Sample Sizes and Arbitrary End Points

We are getting to the time of the year – if we have not already reached it – where anyone who follows baseball for a living (or hobby) will roll out their pre-season predictions for the upcoming season.  As we saw in 2012, it is best to not put too much weight in these things.   Nobody has a crystal ball and even more to the point, there is not one individual walking the earth who has the time, expertise, and knowledge to correctly analyze all 30 Major League teams before the first pitch of the season as even been thrown.  Nonetheless, these articles are written and we all read them.  We gnash our teeth in anger when a writer dismisses the Orioles’ chances while singing the praises of a writer that predicts the team is playoff bound.  These predictions aren’t a science but it can be fun and informative to read the different predictions that people arrive at.  It can also be fun (or infuriating depending on your outlook) to dissect and debate any opinion that runs in in stark contrast to your own. There is little doubt in my mind that we will read many articles before April 1st that have the Orioles near the bottom of the American League East with a record noticeably worse than the 93-69 mark the O’s put up in 2012.  Based on some of the articles that have been written already, some of the people that express that particular opinion will do so largely based on these two factors:

(1)    The Orioles had extraordinary success in one-run and extra-inning games during the 2012 season.  Their Pythagorean record suggests they should have won about 82 games instead of the 93 they actually won.

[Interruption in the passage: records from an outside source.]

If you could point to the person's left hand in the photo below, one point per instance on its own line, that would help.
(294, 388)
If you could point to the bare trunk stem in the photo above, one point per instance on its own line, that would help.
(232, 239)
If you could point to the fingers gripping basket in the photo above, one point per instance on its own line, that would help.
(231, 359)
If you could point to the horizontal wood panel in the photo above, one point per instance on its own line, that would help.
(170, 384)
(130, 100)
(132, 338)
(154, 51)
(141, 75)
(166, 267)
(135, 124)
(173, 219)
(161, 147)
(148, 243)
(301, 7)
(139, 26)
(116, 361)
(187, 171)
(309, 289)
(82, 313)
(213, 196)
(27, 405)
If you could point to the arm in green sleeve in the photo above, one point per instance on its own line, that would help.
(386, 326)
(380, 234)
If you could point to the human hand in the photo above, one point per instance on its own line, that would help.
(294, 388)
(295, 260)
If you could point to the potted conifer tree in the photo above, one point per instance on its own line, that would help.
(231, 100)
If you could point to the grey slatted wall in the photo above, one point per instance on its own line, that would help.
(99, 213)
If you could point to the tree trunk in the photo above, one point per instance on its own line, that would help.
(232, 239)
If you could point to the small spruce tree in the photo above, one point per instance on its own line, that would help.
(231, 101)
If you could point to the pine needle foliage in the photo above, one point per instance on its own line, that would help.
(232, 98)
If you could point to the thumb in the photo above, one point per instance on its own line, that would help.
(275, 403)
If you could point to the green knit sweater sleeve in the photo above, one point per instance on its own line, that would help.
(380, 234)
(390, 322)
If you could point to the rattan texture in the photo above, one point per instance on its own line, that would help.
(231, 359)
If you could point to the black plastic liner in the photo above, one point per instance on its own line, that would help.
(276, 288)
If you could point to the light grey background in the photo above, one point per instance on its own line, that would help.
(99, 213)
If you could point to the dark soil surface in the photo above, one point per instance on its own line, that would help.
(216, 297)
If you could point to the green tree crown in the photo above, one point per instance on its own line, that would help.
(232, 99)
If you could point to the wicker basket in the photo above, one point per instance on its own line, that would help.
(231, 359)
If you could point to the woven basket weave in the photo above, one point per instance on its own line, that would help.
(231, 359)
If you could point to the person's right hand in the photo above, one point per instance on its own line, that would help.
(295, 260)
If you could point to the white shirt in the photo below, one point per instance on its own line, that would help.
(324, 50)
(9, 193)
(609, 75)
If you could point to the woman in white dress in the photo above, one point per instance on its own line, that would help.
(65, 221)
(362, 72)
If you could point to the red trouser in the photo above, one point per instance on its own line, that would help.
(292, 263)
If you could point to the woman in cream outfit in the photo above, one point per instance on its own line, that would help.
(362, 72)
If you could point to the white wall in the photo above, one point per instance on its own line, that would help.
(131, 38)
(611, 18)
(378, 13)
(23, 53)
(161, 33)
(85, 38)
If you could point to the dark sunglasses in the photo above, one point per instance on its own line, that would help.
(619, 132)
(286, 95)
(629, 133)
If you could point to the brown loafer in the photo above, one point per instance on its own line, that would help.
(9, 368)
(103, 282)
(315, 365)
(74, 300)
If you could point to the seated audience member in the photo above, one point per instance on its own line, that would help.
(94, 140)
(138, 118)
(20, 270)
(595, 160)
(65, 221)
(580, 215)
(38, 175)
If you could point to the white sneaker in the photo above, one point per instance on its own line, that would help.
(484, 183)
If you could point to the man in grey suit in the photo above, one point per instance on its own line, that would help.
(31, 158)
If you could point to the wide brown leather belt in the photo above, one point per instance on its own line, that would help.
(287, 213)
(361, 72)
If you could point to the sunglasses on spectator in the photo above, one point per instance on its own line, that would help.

(2)    The Orioles failed to make any significant upgrades over the winter.

On the surface, it is a logical argument.  The Pythagorean record has proven to be a fine estimator of “expected” wins and large deviations between expected and actual record are ultimately uncontrollable and unsustainable.  It is very reasonable to say that the 2012 Orioles were an 82 win team that could have won 10 additional games with some good fortune and lost 10 more games with some fortune.  It is also true that the Orioles did not make many significant additions over the winter.  Put two and two together and it seems like a perfectly sound argument to state that the Orioles are likely to win around 82 games in 2013.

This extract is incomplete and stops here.